Over the years, as certain dietary concerns became the latest trends (think low-fat, low-carb, etc.), food manufacturers have tried to keep up the best they can while still selling a palatable food product. Maybe the best example is after the low-carb craze really took hold. While it’s died down a little, and research has come out to show that whole grains are a necessary part of a healthy diet, people are still carb-conscious.

Food manufacturers do a dance of deception around the labeling regulations, usually staying within the law, but still doing a good job of misleading consumers.

According to new research regarding low carbohydrate claims, consumers consistently misinterpret the healthfulness of a food product due to the claims on the front. Between 2001 and 2005, at the height of the low-carb craze, there was a 516 percent increase in sales of low-carb products. Part of what fueled this sales boom is that people, in a very literal sense, take what the label says at face value, ignoring the nutritional facts on the back of the package.

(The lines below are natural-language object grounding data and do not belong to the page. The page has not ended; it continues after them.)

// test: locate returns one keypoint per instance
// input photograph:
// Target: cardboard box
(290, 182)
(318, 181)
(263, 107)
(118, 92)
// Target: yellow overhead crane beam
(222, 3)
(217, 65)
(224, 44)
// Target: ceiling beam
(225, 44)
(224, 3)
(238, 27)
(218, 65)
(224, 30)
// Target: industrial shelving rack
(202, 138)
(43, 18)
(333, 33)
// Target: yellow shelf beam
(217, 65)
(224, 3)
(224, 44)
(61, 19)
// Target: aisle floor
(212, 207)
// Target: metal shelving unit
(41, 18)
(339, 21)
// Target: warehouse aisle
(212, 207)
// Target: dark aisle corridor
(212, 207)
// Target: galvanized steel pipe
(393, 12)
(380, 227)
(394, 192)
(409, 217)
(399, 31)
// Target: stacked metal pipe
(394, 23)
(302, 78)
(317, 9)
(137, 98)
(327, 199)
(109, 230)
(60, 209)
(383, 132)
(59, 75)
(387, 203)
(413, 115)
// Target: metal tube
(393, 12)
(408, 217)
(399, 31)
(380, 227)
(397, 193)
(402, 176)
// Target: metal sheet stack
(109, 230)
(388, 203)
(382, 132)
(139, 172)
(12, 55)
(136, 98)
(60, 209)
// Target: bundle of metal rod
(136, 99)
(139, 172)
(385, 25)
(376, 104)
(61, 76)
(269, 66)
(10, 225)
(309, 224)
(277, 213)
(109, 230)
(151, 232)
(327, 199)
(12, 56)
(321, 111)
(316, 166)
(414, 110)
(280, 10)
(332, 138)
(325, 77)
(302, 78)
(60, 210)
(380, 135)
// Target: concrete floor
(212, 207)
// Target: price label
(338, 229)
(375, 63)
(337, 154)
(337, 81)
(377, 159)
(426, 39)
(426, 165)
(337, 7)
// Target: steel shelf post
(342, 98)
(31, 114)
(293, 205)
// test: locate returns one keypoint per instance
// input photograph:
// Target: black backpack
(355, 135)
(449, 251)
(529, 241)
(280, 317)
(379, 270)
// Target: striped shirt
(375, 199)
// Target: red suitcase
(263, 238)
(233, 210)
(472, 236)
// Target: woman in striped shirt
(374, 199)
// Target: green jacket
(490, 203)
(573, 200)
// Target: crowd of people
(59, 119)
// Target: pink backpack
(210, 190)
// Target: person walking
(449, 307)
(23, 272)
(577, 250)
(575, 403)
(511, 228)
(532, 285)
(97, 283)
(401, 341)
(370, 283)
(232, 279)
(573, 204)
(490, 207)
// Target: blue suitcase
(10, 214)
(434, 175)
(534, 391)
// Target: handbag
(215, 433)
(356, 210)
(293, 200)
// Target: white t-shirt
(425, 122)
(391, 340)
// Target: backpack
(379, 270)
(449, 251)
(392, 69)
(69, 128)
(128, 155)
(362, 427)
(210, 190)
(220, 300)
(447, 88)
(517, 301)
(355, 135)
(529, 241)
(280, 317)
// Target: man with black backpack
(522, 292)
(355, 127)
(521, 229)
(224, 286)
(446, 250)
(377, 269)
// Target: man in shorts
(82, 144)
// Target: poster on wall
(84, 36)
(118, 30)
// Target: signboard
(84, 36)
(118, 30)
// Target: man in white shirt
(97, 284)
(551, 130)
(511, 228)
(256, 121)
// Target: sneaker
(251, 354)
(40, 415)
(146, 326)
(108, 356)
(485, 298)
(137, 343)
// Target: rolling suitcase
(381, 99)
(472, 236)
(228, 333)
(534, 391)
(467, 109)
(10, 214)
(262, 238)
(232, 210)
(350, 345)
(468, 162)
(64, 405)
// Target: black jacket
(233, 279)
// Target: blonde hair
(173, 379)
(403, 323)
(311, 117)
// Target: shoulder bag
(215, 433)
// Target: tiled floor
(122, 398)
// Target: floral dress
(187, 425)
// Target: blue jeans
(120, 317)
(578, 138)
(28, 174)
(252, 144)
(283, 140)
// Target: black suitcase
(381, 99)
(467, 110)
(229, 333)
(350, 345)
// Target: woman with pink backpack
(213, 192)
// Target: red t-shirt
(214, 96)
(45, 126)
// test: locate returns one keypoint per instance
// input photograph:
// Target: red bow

In the study, more than 4,000 participants were shown only the front of low-carb products, and it led to “more favorable perceptions about products’ helpfulness for weight management, healthfulness, and caloric content.”

However, when they were also shown the nutritional facts, their perception was improved. That said, Dr. Judith Labiner-Wolfe of the U.S. Department of Health and Human Services’ Office on Women’s Health, warns that in real-life shopping situations, people don’t properly analyze the healthfulness of the product, possibly due to busy and hectic surroundings in a grocery store.